Стало быть, действие повести можно отнести к 1820-м годам, времени общения Пушкина с Мицкевичем.
Однако это никак не отменяет приурочивания действия и к 1830-м годам; все соответствующие сближения, названные и не упомянутые, остаются в силе. Сюжет “Египетских ночей” находится с временем в особых отношениях: время действия и время написания сплетены между собой не менее тесно, чем, к примеру, в “Евгении Онегине”, где “сюжет автора” едва ли не важнее, чем “сюжет героев”; и это напрямую связано c arriбere-pensбee повести — если верна интуиция Ахматовой.
Посмотрим же, есть ли еще какие-либо основания — кроме отмеченных внешних — сближать Импровизатора с великим польским поэтом.
2
“— Что это за человек? — О, это большой талант; из своего голоса он делает все, что захочет. — Ему бы следовало, сударыня, сделать из него себе штаны” (faоre une culotte), — гласит французский эпиграф к первой главе “Египетских ночей”.
Тема дается резко диссонансным аккордом. В первой главе поэт предстает проходимцем и выпрашивает рекомендацию у поэта же.

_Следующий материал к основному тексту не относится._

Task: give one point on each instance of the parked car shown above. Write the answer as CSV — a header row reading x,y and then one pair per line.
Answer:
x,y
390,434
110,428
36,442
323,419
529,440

“...Итальянец, — пишет Ахматова, — не только импровизатор, но и поэт... Говорит языком образованного человека о сущности импровизации. Надо сознаться, что это существо все время как бы двоится перед нашими глазами (то червь, то бог...)”10.
“Я царь, я раб, я червь, я бог”, державинский стих, — эпиграф ко второй главе. В ней происходят странные вещи.
Поэт, воспользовавшийся снисхождением другого поэта, “оплатил” его великодушную услугу даже не “рукописью”, но самим вдохновеньем, которое, как известно, “не продается”. Он сочинил стихи о том, что “толпа не имеет права управлять <...> вдохновением” поэта, что поэт не творит по заказу, — но сочинил все это по заказу хозяина. Далее, в этих стихах, где говорится, что поэт творит “не спросясь ни у кого”, сам избирает “кумир для сердца своего”, — в этих стихах он присвоил себе чужую мысль, мысль “заказчика”, сделав ее “своею собственностью”. Наконец, автор стихов о том, что поэт неподвластен низкой толпе, неподкупен и летает “орлу подобно”, через несколько минут “опротивел” Чарскому своею “дикой жадностью”: “Неприятно было Чарскому с высоты поэзии вдруг упасть под лавку конторщика”.